The NC Chamber and the North Carolina Bankers Association hosted its 18th Annual Economic Forecast Forum on Tuesday, and some of the state’s most influential leaders got an earful from Kelly King, the CEO of Truist (formerly BB&T and SunTrust.)
In unusually candid remarks, the head of the nation’s sixth largest bank told the audience that many were out of touch with the financial hardships working families are facing.
As Raleigh’s News & Observer reported:
“We’ve got a nice house, we’ve got a nice job. We don’t go to the other side of town and we don’t realize what’s happening,” King said, referring to an audience that included scores of North Carolina bankers and executives. “Go see what’s really going on in the world around you. You will find it is very, very difficult.”
He pointed to a survey which found that most Americans can’t meet an unexpected $1,000 expense: “You can’t even relate to that. I can’t even relate to that. Well, that’s the way most of the people in our country are living.”
While there are many origins to America’s widespread educational and economic inequality, King pointed to the perceived failures of American public school system as one of the paramount reasons for the divides in the country. If people can’t read or do simple math, he said, they are effectively left out of much of the U.S. economy.

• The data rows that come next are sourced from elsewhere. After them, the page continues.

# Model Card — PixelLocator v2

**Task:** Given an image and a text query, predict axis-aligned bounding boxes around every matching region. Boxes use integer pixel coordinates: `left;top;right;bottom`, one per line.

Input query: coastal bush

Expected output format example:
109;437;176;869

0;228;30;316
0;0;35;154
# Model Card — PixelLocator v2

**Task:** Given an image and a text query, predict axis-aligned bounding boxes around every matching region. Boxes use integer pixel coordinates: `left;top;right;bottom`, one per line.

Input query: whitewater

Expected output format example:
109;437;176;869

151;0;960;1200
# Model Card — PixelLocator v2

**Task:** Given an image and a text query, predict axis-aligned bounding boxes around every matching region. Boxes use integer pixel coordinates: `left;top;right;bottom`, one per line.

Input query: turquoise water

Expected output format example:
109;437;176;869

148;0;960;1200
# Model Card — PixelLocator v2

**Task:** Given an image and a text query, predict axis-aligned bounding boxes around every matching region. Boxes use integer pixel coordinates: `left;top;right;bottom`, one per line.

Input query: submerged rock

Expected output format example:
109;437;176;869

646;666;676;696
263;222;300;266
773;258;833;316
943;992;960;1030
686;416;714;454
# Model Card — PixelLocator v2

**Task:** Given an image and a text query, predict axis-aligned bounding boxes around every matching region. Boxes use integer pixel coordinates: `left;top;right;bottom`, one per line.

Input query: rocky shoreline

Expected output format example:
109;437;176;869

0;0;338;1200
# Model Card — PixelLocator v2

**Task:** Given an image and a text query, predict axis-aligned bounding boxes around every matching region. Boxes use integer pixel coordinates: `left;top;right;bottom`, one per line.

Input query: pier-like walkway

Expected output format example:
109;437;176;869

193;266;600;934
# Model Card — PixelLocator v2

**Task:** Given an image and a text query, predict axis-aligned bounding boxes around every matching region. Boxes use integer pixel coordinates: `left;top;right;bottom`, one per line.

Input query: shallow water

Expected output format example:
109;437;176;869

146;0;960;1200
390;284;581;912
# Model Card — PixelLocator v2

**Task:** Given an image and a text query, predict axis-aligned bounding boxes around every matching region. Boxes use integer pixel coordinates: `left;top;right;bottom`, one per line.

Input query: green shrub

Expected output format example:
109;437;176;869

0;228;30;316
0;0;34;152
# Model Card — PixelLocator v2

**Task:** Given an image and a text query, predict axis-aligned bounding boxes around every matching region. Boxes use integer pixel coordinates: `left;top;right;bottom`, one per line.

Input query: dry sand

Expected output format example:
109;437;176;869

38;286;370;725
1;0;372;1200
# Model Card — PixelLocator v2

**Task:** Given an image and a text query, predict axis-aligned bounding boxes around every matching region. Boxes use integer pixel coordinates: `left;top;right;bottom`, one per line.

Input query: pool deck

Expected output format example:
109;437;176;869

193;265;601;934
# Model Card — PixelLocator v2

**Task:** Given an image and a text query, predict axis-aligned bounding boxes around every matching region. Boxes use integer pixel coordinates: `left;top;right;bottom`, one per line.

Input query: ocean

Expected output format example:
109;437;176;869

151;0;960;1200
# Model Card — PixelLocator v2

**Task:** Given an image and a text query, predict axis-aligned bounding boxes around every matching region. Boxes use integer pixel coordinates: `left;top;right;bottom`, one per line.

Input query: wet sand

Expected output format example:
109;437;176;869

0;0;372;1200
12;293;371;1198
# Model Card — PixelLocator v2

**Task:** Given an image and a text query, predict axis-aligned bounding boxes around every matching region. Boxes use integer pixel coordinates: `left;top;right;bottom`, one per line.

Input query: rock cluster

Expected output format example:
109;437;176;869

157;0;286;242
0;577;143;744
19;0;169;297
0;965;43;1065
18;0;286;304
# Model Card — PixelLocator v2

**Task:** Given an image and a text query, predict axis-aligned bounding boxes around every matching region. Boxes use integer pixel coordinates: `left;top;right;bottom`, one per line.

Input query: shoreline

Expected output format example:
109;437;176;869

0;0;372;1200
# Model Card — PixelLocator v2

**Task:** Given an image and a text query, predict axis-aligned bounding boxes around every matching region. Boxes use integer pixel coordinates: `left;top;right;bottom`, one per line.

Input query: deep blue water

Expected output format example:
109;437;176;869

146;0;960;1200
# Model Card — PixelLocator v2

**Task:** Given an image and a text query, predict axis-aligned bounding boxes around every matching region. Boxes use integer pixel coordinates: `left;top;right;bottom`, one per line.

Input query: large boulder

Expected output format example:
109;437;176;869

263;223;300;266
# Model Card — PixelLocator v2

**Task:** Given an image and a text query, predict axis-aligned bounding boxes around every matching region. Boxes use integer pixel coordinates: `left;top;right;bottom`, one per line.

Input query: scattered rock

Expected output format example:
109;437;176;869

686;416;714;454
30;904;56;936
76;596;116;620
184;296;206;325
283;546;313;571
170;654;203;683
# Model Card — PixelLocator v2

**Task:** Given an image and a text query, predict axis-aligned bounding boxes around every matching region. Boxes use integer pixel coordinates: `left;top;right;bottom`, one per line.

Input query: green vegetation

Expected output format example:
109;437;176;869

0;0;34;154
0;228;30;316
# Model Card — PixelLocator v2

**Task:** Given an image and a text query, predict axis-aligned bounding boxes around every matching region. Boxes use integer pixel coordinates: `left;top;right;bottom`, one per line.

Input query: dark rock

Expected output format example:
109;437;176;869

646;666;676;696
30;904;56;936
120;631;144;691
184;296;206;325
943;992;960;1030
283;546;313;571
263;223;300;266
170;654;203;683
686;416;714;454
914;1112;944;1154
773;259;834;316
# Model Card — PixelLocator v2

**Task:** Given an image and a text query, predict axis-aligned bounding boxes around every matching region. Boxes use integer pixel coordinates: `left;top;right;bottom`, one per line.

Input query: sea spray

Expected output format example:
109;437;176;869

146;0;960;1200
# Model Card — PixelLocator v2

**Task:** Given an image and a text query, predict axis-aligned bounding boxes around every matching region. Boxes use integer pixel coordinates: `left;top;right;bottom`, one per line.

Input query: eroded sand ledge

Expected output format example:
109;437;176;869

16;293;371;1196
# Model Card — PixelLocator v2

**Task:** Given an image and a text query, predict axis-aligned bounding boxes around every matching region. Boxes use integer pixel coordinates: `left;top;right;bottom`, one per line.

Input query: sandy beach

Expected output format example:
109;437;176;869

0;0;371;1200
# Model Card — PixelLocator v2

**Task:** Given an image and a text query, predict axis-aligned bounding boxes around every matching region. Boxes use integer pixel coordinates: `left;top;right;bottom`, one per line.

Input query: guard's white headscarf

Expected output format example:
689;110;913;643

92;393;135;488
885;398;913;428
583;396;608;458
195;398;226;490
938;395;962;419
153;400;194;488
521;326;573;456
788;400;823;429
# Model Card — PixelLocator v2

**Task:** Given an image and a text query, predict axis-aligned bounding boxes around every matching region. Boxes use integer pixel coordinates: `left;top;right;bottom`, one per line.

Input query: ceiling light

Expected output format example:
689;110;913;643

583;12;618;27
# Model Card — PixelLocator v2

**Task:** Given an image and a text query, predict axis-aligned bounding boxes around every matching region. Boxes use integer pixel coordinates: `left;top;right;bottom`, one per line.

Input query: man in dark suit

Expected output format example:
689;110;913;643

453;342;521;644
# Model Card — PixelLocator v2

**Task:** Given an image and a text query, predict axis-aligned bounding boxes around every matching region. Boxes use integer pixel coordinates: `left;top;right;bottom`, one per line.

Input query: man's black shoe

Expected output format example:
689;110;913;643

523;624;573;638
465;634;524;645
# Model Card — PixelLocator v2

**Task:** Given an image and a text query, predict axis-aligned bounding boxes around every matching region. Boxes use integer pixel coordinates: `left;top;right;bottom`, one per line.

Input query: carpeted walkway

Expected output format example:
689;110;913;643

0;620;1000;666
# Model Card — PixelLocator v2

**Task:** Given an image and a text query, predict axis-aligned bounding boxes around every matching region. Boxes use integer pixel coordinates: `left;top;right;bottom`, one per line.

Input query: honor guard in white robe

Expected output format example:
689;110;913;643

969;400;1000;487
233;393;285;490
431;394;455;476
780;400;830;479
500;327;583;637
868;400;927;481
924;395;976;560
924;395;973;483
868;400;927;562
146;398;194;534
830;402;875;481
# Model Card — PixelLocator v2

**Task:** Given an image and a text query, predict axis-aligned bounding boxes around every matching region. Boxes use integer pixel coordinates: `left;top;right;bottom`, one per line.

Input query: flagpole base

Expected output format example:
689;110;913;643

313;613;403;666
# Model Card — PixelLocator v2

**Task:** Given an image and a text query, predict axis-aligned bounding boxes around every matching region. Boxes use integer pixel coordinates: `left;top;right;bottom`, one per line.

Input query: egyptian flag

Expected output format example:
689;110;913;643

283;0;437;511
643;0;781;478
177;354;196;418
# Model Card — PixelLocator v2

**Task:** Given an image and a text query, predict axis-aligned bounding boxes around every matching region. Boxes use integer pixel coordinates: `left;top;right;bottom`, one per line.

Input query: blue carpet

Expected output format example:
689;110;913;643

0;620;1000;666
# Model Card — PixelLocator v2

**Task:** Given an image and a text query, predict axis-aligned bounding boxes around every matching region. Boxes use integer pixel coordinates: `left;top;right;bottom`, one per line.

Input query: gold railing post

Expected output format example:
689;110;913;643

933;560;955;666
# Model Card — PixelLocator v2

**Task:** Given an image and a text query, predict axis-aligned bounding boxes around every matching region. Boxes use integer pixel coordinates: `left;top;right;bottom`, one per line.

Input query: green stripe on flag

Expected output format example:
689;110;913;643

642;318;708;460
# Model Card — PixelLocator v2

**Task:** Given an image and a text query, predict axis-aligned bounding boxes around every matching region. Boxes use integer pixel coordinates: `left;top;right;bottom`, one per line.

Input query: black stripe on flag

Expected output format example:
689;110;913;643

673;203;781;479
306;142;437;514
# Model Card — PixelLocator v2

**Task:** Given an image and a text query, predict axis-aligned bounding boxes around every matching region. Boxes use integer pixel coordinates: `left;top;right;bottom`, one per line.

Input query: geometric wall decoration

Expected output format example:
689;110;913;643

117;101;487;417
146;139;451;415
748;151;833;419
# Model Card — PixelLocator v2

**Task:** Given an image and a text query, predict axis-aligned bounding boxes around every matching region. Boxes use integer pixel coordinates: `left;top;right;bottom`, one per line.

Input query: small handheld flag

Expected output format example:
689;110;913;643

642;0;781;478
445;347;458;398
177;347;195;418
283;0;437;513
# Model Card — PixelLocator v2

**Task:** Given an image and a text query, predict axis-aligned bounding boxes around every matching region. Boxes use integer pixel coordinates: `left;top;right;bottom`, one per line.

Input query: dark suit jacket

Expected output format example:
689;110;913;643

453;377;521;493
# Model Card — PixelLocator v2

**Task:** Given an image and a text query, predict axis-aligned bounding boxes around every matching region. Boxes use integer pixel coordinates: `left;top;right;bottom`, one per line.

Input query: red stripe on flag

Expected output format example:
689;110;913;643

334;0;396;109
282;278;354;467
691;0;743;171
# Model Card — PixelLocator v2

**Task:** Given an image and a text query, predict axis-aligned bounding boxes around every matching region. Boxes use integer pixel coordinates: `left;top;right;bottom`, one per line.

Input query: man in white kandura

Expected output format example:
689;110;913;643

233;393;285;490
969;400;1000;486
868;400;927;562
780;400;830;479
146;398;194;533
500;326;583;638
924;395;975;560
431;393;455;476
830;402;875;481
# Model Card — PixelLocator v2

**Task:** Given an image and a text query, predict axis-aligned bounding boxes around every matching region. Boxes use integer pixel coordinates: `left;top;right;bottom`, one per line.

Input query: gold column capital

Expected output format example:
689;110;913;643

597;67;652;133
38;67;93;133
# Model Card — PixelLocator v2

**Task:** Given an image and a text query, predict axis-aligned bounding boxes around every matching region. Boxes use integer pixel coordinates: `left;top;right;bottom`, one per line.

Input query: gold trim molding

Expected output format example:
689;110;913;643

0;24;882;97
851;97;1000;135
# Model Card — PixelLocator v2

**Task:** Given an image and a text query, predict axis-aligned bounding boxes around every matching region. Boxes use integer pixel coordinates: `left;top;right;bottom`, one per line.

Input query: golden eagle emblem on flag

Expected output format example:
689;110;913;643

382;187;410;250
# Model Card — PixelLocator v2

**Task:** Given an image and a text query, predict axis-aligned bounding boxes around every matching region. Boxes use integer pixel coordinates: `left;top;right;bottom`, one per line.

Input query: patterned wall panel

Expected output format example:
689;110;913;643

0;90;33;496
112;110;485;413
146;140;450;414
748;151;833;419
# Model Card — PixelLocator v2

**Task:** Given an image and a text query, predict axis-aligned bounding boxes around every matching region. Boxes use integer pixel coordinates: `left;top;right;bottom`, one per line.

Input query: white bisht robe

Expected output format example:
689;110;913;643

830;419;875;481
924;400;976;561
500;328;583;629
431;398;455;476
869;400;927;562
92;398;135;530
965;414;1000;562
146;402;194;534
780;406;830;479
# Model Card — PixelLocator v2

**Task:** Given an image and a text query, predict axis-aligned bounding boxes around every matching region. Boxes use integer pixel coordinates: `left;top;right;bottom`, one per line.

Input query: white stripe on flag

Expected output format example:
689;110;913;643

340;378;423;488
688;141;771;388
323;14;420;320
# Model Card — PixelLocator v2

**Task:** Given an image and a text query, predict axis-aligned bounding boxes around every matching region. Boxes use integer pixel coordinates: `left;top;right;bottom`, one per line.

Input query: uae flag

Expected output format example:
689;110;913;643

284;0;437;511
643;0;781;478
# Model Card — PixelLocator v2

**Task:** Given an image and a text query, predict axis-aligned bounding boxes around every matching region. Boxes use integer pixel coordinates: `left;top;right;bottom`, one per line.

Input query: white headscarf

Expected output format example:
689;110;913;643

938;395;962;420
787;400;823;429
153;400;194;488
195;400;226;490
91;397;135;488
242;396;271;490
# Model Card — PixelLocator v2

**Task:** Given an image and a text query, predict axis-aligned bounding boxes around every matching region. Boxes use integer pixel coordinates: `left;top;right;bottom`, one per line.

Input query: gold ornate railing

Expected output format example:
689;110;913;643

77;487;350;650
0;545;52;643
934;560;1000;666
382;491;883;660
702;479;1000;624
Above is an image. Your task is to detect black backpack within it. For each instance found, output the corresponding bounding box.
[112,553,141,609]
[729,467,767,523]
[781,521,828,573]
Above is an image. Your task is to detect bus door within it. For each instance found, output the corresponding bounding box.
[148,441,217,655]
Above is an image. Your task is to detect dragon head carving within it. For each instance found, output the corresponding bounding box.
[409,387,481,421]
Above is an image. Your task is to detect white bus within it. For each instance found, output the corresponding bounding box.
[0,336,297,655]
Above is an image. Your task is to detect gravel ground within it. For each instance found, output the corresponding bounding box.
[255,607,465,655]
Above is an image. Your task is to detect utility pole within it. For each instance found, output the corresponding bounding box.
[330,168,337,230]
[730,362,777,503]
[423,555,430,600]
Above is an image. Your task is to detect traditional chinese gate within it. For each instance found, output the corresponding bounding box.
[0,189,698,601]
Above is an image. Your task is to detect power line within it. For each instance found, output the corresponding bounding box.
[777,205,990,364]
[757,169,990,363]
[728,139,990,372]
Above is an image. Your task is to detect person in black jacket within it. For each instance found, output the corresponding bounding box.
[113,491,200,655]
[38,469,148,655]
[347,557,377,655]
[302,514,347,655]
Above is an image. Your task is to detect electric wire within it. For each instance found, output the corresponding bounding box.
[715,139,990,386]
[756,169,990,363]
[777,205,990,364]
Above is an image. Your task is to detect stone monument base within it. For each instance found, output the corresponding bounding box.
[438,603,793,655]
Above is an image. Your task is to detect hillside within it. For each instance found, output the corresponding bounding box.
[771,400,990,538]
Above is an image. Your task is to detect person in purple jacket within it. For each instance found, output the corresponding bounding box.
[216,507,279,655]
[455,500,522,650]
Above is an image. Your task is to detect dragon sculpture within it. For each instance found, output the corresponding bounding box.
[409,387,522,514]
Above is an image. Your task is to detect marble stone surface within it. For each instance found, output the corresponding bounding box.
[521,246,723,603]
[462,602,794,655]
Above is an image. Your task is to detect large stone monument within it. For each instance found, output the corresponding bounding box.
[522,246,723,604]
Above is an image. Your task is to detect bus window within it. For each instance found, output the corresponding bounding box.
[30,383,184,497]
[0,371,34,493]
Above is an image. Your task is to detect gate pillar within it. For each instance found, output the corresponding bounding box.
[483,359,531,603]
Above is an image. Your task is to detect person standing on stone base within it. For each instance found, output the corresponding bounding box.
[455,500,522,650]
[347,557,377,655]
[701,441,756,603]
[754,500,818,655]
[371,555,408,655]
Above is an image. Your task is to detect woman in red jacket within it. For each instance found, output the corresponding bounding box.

“We are cheating our kids and our grandkids of a future,” King said. “They will not have the same kind of life we have had,” he warned, if the current course of the country isn’t changed.
America needs more teachers and they need to be paid and supported better, he said. As the shape of the American family changed, crucial educational roles that used to be filled by family members are left unfilled and students suffer, he said.
When he grew up on a tobacco farm in Zebulon, he said, there were plenty of unskilled jobs that you could take if you didn’t have an education. Now, those jobs are gone.
“We are seeing millions of people come out of the system that virtually have no hope,” he said.
While the problems he raised were widespread issues that ran to the core of American society, his solution for “a part of the puzzle” was compact. Truist is going to release an app to teach elementary school-age children how to read.
King said in the speech that they will test the app in about 500 schools across multiple states in the next 18 months.
“Rather than being out on the street, taking drugs, we think they’ll be sitting at home, playing this game and learning how to read,” King said to reporters after the speech.
Read the full article here.
King has advocated in the past for lawmakers to expand access to Pre-K and do more to improve student reading skills in the early grades.